В первый же день моего заключения пришли два тюремщика, не то саксоны, не то скотты по виду, развязали ремни, которыми были стянуты мои члены, сняли с меня мой плащ и мои галльские башмаки и заковали мне руки и ноги в оковы, цепью приковав меня за ногу к стене. Я был так слаб и так удручен свершившимся, что сначала не пытался сопротивляться, но когда германцы стали меня приковывать к стене, как низкого раба, я в негодовании закричал, что я – Римлянин и племянник сенатора и что никто не вправе так меня унижать. Вместо ответа тюремщики грубо закричали на меня на непонятном мне языке, а один из них не то толкнул, не то ударил меня, показывая, что я вполне в их власти. Поняв свою беспомощность, я более не произнес ни слова.
У стены, около того места, где меня приковали, лежала груда сырой и гнилой соломы; она должна была служить мне ложем, на котором я проводил все время, так как цепь не давала мне двигаться. Те же тюремщики приходили в тюрьму ежедневно и приносили мне обычное пропитание узников: половину твердого хлеба, порой покрытого плесенью, и глиняную кружку воды, пахнувшей ржавчиной. Кроме этих германцев, я не видел более никого, и ничего не знал о том, что совершается в мире. На все мои вопросы, просьбы и угрозы, тюремщики отвечали или молчанием, или грубым окликом: да, может быть, они и не понимали по-латыни.
Первые дни моего заключения я провел в глубоком унынии. Я испытывал жестокую боль во всем теле и особенно в голове; сознание мое было мутно, как у больного лихорадкой. Я почти не вставал с соломы, стараясь ее грязными клочьями защитить себя от сырости и холода. Есть тюремный хлеб я едва мог, и меня мучил злой голод. Жестоко я страдал и от унизительности своего положения, от того, что мои руки – в оковах, что я, как привратник или как корабельный гребец, прикован цепью, что варвары-германцы распоряжаются мною. Мне казалось, что смерть была бы легче такого унижения.
Одна мысль при этом не покидала меня: та, что я так бесцельно и так неразумно погубил свою молодую жизнь. Я вспоминал людный Рим и его шумные форумы, по которым так недавно гулял и я, вспоминал пышные пиры, на которых участвовал, с умными речами гостей, с приманками красивых плясуний и искусных флейтисток, вспоминал школу и мудрые поучения Энделехия, вспоминал друзей и круг семьи и высокий холм родной Лакторы.
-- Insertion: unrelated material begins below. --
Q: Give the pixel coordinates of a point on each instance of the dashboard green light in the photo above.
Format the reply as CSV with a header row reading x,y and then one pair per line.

При сознании, что всего этого мне более не суждено увидеть никогда, отчаяние и ярость овладевали мною, и я то рыдал, не жалея слез, то бился о холодный пол, как рыба, брошенная на прибрежный песок. Дорого я заплатил, – так я восклицал, – за единый поцелуй продажной женщины, за единый миг, показавшийся мне когда-то вратами к последнему блаженству!
При воспоминании о Гесперии я временно выходил из своего оцепенения, становился на колени, потрясал закованными руками, грозил отсутствующей кулаком, кричал угрозы и проклятия. Она отдавала свое тело одним за деньги, другим за славу, третьим по прихоти минуты; она была возлюбленной консулов и мимов, поэтов и цирковых наездников; она унижалась до того, что делила ложе с рабами, которые приглянулись ей скуластым лицом или видной осанкой; она в течение целых месяцев держала у себя на содержании, как любовника, низкого негодяя и трусливого проходимца Юлиания, который не постыдился загрязнить память своей матери, чтобы выдать себя за сына императора! А меня, в уплату за одно сладкое лобзание, в котором Гесперия проявила только искусство опытной гетеры, за одно лицемерное коленопреклонение, которое Гесперия, конечно, разыгрывала перед многими другими, – она послала на верную смерть, не заботясь о том, исполнимо ее поручение или нет, довольствуясь тем, что, может быть, чудесный случай поможет мне из урны Судьбы с тысячью роковых жребиев вытащить один счастливый!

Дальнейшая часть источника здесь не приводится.